Ten key truths

In the spirit of "ten unavoidable security truths", and numerous other top-ten lists, here’s a list of ten key truths that apply to public / private key pairs:

  1. Your private key has to be private to you. It cannot be created by anyone else.
  2. Anyone who has your private key is you, for the purposes to which that key is applied.
  3. If you have a private key that was generated by your employer, then that key identifies you as a part of the employer. It cannot be used to uniquely identify you, because the key was generated under your employer’s control.
  4. Keys associated with expired or revoked certificates are not always useless – you can use them to decrypt a file that they encrypted a long time ago; you can also verify the time-stamped signature of a document, if the certificate was valid at the time of the signature.
  5. A key is a number – it cannot expire, it is the associated certificate that expires. Similarly, the certificate, not the key, is what is revoked after exposure.
  6. A key is not a certificate. A certificate is a statement (usually of ownership) about a key pair, and contains the public key.
  7. Too short of a key is no key at all, and an exposed private key is no key at all.
  8. Protecting a password or key by encrypting it may do nothing more than extend the problem by a level – now you have to protect the key used to encrypt the password / key.
  9. Revocation of a certificate applies only to trusting parties who actually bother to check for revocation.
  10. A key derived from a password has the same strength as the password, no matter how long the key.

Note that this list describes what happens when cryptography is working perfectly. There are other key facts that apply to broken cryptography and broken process:

  1. You cannot increase entropy by repeating bits, or by padding with constant or predictable values.
  2. If someone creates a private key for you, they can become you using that key.
  3. Protecting anything by using a password or key to feed a yes/no gate requires the attacker to only fool the yes/no gate. Encrypted USB drive manufacturers found this out recently to their embarrassment.
  4. Inventing your own crypto – or the processes around it – is always a bad idea. Research others’ ideas and use them, particularly published standards.
  5. Even the longest strongest key in the world can be defeated by a big enough bribe to the key-holder.
    1. If the price of a card number on the black market is $1, then access to a million card numbers is equivalent to a million dollars. Who do you pay well enough that they can ignore that value?
  6. A key or password that is never updated as it passes through many hands is vulnerable to abuse by each of those hands.
  7. Broken cryptographic algorithms cannot be made better by increasing the length of the key or by applying the algorithm more times.
  8. All cryptographic algorithms become broken in time. The trick is to choose one that lasts longer than your need to protect your data.
  9. When you lose the private key through insufficient key management, you have lost the data it protected.
  10. Even a good cryptographic algorithm can be destroyed by a poor key-generation algorithm.
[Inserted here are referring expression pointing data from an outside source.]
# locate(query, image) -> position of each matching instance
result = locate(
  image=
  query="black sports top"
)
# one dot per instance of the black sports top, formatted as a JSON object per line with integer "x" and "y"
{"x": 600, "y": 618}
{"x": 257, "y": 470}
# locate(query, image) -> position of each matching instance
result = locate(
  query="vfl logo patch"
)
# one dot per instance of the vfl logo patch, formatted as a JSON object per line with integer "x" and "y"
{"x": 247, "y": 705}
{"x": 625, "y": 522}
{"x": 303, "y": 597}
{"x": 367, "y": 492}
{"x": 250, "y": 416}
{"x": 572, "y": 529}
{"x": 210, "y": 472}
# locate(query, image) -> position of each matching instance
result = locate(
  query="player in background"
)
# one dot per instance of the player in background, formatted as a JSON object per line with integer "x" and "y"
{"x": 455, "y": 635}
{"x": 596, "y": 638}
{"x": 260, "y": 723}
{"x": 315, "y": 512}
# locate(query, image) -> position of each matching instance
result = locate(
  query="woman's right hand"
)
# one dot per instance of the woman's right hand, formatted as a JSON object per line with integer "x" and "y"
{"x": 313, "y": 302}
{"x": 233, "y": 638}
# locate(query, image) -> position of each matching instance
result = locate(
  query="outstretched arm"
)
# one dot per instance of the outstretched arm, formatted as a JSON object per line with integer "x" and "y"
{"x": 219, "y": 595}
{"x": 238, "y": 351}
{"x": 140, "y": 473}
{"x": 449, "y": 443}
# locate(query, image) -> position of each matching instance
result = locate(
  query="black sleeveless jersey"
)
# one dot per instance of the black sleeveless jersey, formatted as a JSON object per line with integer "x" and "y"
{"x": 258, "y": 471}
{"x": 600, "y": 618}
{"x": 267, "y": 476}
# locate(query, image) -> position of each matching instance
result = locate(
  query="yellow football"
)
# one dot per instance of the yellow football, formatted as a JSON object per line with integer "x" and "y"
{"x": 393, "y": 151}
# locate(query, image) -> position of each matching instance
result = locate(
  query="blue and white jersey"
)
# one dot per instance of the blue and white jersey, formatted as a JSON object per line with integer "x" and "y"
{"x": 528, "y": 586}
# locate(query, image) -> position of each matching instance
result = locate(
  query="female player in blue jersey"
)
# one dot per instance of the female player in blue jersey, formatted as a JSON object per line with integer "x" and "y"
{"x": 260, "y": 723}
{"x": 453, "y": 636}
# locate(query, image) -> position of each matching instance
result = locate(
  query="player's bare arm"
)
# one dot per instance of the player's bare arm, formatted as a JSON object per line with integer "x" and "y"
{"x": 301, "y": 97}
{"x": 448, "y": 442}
Note that these lists are rather arbitrarily scoped to ten – there may be more important truths I’ve forgotten, or items I’ve included that aren’t really so important.

2 thoughts on “Ten key truths”

  1. A nuance you’re leaving out of the password strength == key strength equation is the work factor involved in testing the password. The whole point of cryptography is to hold off the attacker for long enough that the information loses value. A password that will do this when it can be attacked with 1000 cracks/sec can be substantially weaker than a password that has to hold up to 1M cracks/sec. This is why it is always advisable to use a good KDF and a high spin count. I’m sure you don’t mean to imply that someone should just feed the password in as the key, but someone might take this last item that way, which would be a mistake.

    Another nuance is that there’s a difference between a broken algorithm and what’s currently an acceptable key length – for example a 2048 bit RSA key is just fine, 768 bit, not so much…

  2. You’re right – there’s a number of subtle nuances missed out here. Second list, item 9, for instance, needs to be fleshed out with “and that is a good thing”.
    That should, of course, be a lesson to the reader – any “top ten list” or check-list is only a guide. There’s more to security in particular, or life in general, than simply applying by rote a sequence of actions.
    Knowing the rules, and understanding their cause, is essential to knowing when the rules should be broken, and how to do so most effectively.
    One of my favourite “when to break the rules” is “when you should say ‘these keys don’t need to be managed” – there are many cases in which it’s cheaper to re-create the data under protection than it is to maintain key management.